Mas não é a apenas a estrutura familiar que se diversificou: o modo como os integrantes da família se relacionam entre si, e a maneira como as funções da mãe e do pai têm sido inovadas também produzem novas famílias, mesmo que elas sigam o modelo clássico pai-mãe-filhos.

Li, na semana passada, um artigo em uma revista dedicada ao mundo dos negócios que trouxe uma notícia bem interessante: o diretor executivo de uma empresa importante no mercado decidiu abandonar seu cargo para se aproximar mais de sua família –principalmente dos filhos– e tornar-se um pai melhor. Com filhos de nove, 12 e 14 anos, esse homem escolheu priorizar seu papel de pai. Claro que ele não abriu mão de seu trabalho: abdicou apenas do cargo que ocupava, que exigia demais dele. Ele continua a "trabalhar em tempo integral, mas não mais em tempo integral louco", segundo suas próprias palavras.

No ano passado, fui convidada a dar uma palestra em um grande evento dedicado à área de gestão de negócios, para conversar sobre a busca de equilíbrio entre a vida profissional e a familiar. Duvidei que tivesse plateia interessada, mas qual não foi meu espanto ao chegar e ver o local lotado, majoritariamente por homens. Foi a primeira vez que falei a um grupo masculino em quase sua totalidade, porque a educação dos filhos ainda tem sido tarefa mais feminina, não é?
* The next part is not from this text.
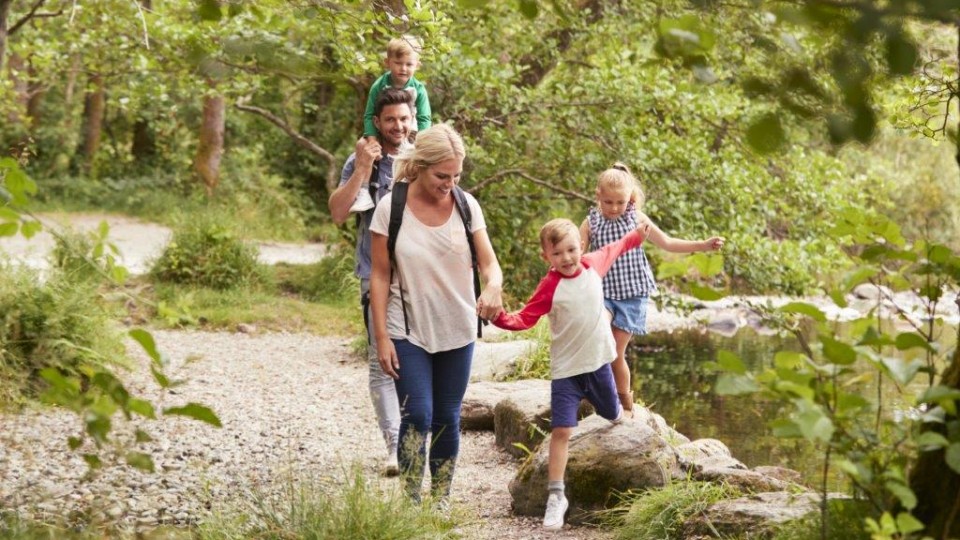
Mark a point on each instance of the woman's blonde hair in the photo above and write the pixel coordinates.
(556, 230)
(437, 143)
(619, 177)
Esses dados me fazem pensar que alguns homens que são pais têm se comprometido de modo diferente com os filhos. Talvez esse ainda seja um movimento tímido, mas certamente indica uma mudança que deve ser considerada principalmente pelas empresas, que têm exigido de altos funcionários a dedicação de "um tempo integral louco", e esquecido que esses homens têm famílias e filhos e que gostariam de se dedicar mais a eles.

E o que vem a ser esse "tempo integral louco"? Ah! Quem trabalha em grandes empresas e corporações sabe muito bem disso. Além do horário dedicado ao trabalho na empresa, há o correio eletrônico com mensagens que exigem respostas imediatas, há o aparelho celular com chamadas e mensagens de texto e ainda há grupos da empresa que se falam dia e noite por meio de aplicativos de mensagens instantâneas. Loucura mesmo!
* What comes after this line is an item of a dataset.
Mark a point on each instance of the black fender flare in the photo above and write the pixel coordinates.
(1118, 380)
Caso as empresas não aceitem o fato de que precisam aliviar a carga de trabalho dos homens, elas correm o risco de perder importantes talentos de seu quadro, que foi o que ocorreu com o diretor executivo citado anteriormente.

Muitos homens têm feito o que não víamos há algum tempo: eles têm sacrificado um pouco suas vidas em nome dos filhos. E não me refiro ao sacrifício de trabalhar mais para dar mais potencial de consumo às crianças, e sim para dar prioridade a elas.